By Bear State Bank

Every Dog Has His Day in Front of Abby’s Camera

By Gina King

When Abby Malone was a young child, her family traveled from Arkansas to Ocean City, New Jersey, to visit her grandfather. Accompanying her were her pet raccoon and a sugar glider, a small pocket-sized marsupial native to Australia. She was an animal lover through and through. So it was no small leap for the child to grow up and become a pet photographer.


Today, Malone is the owner of Pawsonality Pet Photography in Little Rock, and she photographs all kinds of animals, usually along with their owners.

Animals have always had a place in art, whether it be cave drawings or oil paintings, and pet photography has been around as long as the camera has been in use.
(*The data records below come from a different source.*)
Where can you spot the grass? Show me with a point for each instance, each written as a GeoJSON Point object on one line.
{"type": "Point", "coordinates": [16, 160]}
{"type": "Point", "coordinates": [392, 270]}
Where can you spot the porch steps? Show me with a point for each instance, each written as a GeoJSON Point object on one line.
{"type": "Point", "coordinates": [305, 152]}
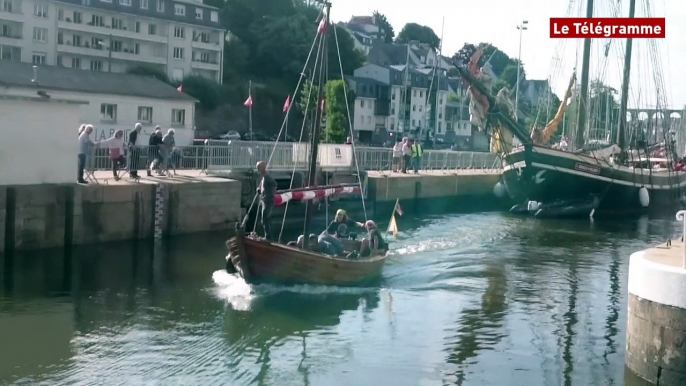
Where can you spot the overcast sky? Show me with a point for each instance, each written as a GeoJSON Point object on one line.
{"type": "Point", "coordinates": [495, 21]}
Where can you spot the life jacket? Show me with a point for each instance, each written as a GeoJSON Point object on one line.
{"type": "Point", "coordinates": [417, 150]}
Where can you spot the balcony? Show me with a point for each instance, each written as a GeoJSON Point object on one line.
{"type": "Point", "coordinates": [138, 58]}
{"type": "Point", "coordinates": [107, 31]}
{"type": "Point", "coordinates": [83, 50]}
{"type": "Point", "coordinates": [205, 65]}
{"type": "Point", "coordinates": [206, 46]}
{"type": "Point", "coordinates": [11, 39]}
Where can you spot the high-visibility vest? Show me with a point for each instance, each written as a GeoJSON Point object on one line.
{"type": "Point", "coordinates": [417, 150]}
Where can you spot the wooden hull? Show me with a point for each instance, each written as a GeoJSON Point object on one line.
{"type": "Point", "coordinates": [259, 261]}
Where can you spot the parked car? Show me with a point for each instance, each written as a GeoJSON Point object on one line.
{"type": "Point", "coordinates": [231, 135]}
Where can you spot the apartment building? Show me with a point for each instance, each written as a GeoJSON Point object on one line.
{"type": "Point", "coordinates": [177, 37]}
{"type": "Point", "coordinates": [392, 102]}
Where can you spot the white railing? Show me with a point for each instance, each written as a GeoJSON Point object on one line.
{"type": "Point", "coordinates": [681, 216]}
{"type": "Point", "coordinates": [244, 155]}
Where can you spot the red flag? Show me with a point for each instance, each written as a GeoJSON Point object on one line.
{"type": "Point", "coordinates": [287, 104]}
{"type": "Point", "coordinates": [398, 209]}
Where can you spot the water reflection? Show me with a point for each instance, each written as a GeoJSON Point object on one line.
{"type": "Point", "coordinates": [468, 299]}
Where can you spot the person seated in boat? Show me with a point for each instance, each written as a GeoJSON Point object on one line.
{"type": "Point", "coordinates": [328, 234]}
{"type": "Point", "coordinates": [373, 244]}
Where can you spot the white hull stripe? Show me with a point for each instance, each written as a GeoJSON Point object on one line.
{"type": "Point", "coordinates": [522, 164]}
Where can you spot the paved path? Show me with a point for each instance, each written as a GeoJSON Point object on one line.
{"type": "Point", "coordinates": [662, 254]}
{"type": "Point", "coordinates": [103, 177]}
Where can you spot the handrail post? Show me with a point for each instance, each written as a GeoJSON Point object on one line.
{"type": "Point", "coordinates": [681, 216]}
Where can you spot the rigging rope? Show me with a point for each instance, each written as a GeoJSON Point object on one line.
{"type": "Point", "coordinates": [352, 136]}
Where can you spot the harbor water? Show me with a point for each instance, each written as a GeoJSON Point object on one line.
{"type": "Point", "coordinates": [467, 299]}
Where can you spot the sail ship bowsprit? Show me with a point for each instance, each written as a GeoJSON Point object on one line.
{"type": "Point", "coordinates": [578, 179]}
{"type": "Point", "coordinates": [257, 259]}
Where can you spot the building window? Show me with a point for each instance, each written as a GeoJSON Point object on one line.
{"type": "Point", "coordinates": [145, 114]}
{"type": "Point", "coordinates": [40, 10]}
{"type": "Point", "coordinates": [98, 21]}
{"type": "Point", "coordinates": [179, 32]}
{"type": "Point", "coordinates": [40, 34]}
{"type": "Point", "coordinates": [117, 23]}
{"type": "Point", "coordinates": [178, 117]}
{"type": "Point", "coordinates": [39, 58]}
{"type": "Point", "coordinates": [178, 53]}
{"type": "Point", "coordinates": [108, 113]}
{"type": "Point", "coordinates": [96, 65]}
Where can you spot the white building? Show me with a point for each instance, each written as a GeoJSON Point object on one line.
{"type": "Point", "coordinates": [177, 37]}
{"type": "Point", "coordinates": [113, 101]}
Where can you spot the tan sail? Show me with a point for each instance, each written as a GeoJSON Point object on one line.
{"type": "Point", "coordinates": [542, 138]}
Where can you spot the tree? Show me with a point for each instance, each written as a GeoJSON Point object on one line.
{"type": "Point", "coordinates": [149, 71]}
{"type": "Point", "coordinates": [337, 124]}
{"type": "Point", "coordinates": [206, 91]}
{"type": "Point", "coordinates": [381, 21]}
{"type": "Point", "coordinates": [420, 33]}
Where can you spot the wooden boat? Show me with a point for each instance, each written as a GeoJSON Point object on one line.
{"type": "Point", "coordinates": [258, 260]}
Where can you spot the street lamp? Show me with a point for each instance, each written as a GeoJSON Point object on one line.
{"type": "Point", "coordinates": [521, 28]}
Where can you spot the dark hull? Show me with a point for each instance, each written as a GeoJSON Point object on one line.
{"type": "Point", "coordinates": [549, 176]}
{"type": "Point", "coordinates": [259, 261]}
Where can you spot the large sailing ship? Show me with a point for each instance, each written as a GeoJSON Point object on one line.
{"type": "Point", "coordinates": [636, 169]}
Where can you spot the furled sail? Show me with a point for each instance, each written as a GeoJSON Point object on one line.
{"type": "Point", "coordinates": [315, 192]}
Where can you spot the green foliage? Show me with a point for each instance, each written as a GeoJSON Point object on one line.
{"type": "Point", "coordinates": [337, 124]}
{"type": "Point", "coordinates": [208, 92]}
{"type": "Point", "coordinates": [421, 33]}
{"type": "Point", "coordinates": [383, 23]}
{"type": "Point", "coordinates": [149, 71]}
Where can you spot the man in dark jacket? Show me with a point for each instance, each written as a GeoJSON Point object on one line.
{"type": "Point", "coordinates": [134, 152]}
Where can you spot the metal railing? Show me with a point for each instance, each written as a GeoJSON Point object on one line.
{"type": "Point", "coordinates": [244, 155]}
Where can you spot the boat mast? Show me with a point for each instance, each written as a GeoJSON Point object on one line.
{"type": "Point", "coordinates": [621, 135]}
{"type": "Point", "coordinates": [315, 133]}
{"type": "Point", "coordinates": [583, 97]}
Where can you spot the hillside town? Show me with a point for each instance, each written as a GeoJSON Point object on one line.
{"type": "Point", "coordinates": [400, 86]}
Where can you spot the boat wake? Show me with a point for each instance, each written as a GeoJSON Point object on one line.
{"type": "Point", "coordinates": [240, 295]}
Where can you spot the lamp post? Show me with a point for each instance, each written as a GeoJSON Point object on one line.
{"type": "Point", "coordinates": [521, 28]}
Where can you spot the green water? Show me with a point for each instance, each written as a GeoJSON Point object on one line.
{"type": "Point", "coordinates": [473, 299]}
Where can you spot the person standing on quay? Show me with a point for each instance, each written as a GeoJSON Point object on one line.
{"type": "Point", "coordinates": [407, 154]}
{"type": "Point", "coordinates": [85, 147]}
{"type": "Point", "coordinates": [134, 151]}
{"type": "Point", "coordinates": [267, 191]}
{"type": "Point", "coordinates": [417, 152]}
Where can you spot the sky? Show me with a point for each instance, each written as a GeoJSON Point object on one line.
{"type": "Point", "coordinates": [495, 21]}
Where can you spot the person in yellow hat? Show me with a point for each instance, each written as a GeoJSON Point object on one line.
{"type": "Point", "coordinates": [330, 231]}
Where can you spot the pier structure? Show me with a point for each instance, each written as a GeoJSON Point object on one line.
{"type": "Point", "coordinates": [656, 323]}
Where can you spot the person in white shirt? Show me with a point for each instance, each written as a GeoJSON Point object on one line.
{"type": "Point", "coordinates": [397, 155]}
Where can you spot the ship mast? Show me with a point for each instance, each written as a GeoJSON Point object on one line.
{"type": "Point", "coordinates": [583, 96]}
{"type": "Point", "coordinates": [315, 133]}
{"type": "Point", "coordinates": [621, 135]}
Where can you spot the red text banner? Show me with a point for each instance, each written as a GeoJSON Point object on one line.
{"type": "Point", "coordinates": [607, 28]}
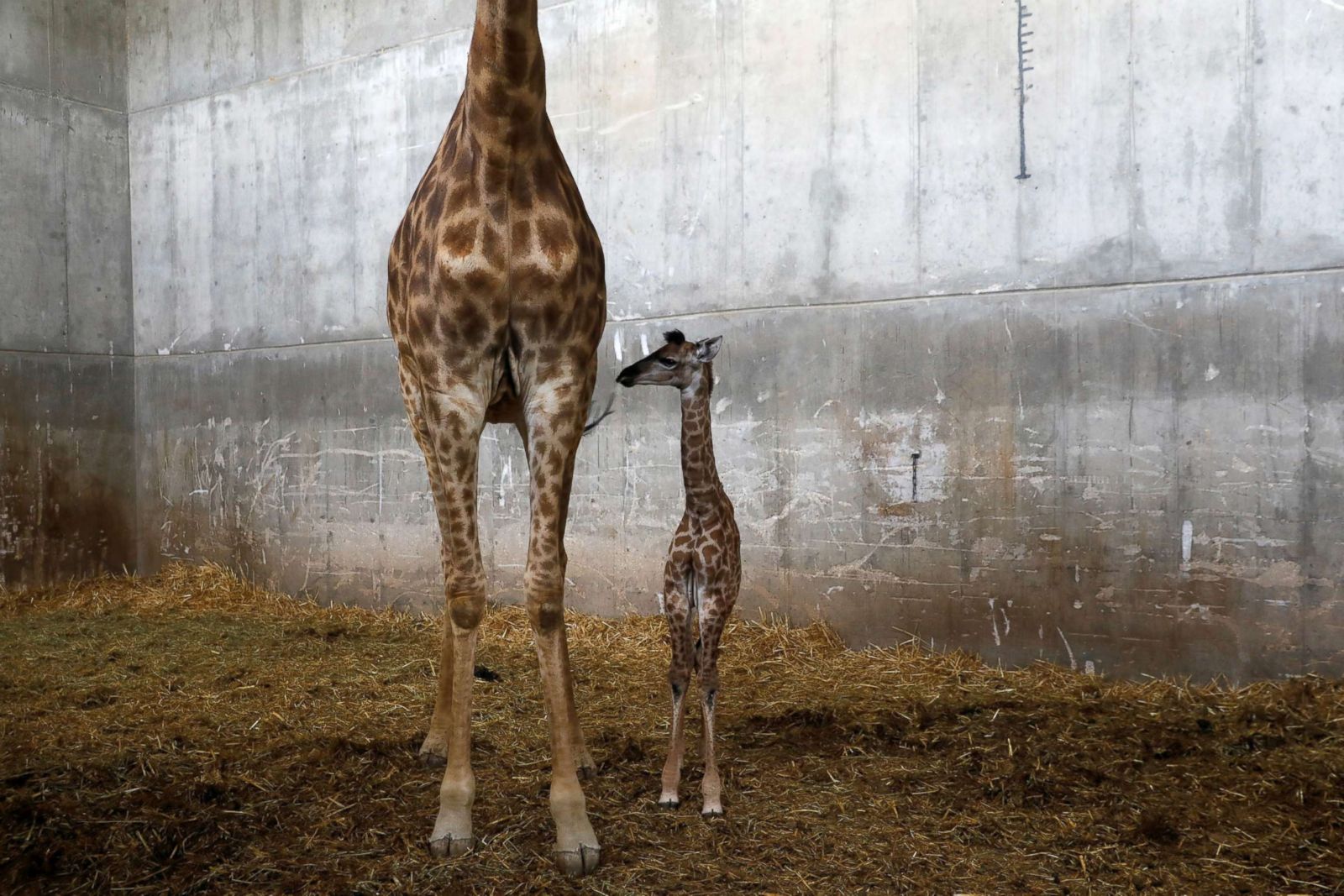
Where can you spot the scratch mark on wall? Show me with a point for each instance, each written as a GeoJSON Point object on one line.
{"type": "Point", "coordinates": [1073, 664]}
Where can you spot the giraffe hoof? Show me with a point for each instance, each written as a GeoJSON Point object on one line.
{"type": "Point", "coordinates": [577, 862]}
{"type": "Point", "coordinates": [452, 846]}
{"type": "Point", "coordinates": [433, 752]}
{"type": "Point", "coordinates": [432, 759]}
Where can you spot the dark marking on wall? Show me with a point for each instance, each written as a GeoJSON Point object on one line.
{"type": "Point", "coordinates": [1023, 50]}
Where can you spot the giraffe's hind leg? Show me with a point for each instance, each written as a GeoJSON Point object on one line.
{"type": "Point", "coordinates": [454, 417]}
{"type": "Point", "coordinates": [712, 618]}
{"type": "Point", "coordinates": [554, 412]}
{"type": "Point", "coordinates": [582, 758]}
{"type": "Point", "coordinates": [434, 748]}
{"type": "Point", "coordinates": [676, 607]}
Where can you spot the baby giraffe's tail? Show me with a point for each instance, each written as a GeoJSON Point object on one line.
{"type": "Point", "coordinates": [593, 421]}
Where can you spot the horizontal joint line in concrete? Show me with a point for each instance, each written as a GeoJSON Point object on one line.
{"type": "Point", "coordinates": [51, 94]}
{"type": "Point", "coordinates": [995, 293]}
{"type": "Point", "coordinates": [754, 309]}
{"type": "Point", "coordinates": [38, 352]}
{"type": "Point", "coordinates": [299, 73]}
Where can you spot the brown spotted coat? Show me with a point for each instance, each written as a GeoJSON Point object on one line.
{"type": "Point", "coordinates": [703, 571]}
{"type": "Point", "coordinates": [496, 301]}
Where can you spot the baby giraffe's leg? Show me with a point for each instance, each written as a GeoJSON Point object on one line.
{"type": "Point", "coordinates": [711, 627]}
{"type": "Point", "coordinates": [678, 609]}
One of the earliest animal photographs is Dog Sitting on a Table, taken about 1854. Fast-forward to the 1970s and many will remember the memorable shots by artist William Wegmans’ pet dog, Man Ray, a sleek and handsome gray Weimaraner who posed for funny and odd pictures.

Malone took her passion and love for animals and parlayed that into successful pet photography business. It wasn’t a path she had planned on taking. With a degree in Spanish, Malone had been active in martial arts but after competing and coaching, she had to curtail the sport because of age and injury. Photography was always in the background, though. She bought her first digital camera and set out to learn everything she could about photography.

“Down the road, carving out a niche in pet photography was something that came natural to me,” Malone said. “Relating to pets as far as photography was easy because I am comfortable with them and I know how to make them happy.”

Malone’s business caters to a variety of customers, but her target demographics are younger married couples who don’t yet have children and older couples with grown children. Both groups consider pets to be valued members of their families.

Taking pet pictures can be challenging, but Malone doesn’t have any horror stories other than the usual rowdiness and excitement; getting their owners to calm down is another story.

“Part of my job is reassuring and cuing the humans more than the pets,” Malone said. “It’s a lot easier to get a pet to act natural versus a human.”

To get a good photo, Malone said she has to channel the pets’ feelings and energy knowing that they feed on the photographer and her feelings. A bigger challenge is making sure people look good in the portraits. With an animal, things tend to move more quickly and the picture has to come together fast. But it can take just an instant to take that special one.

An award-winning photographer, Malone plans to continue her business in what has become a booming business. “Making a pet happy and letting it show a little personality is a key hallmark of what I do,” Malone said. “It’s a great time, market-wise, for pet photography.”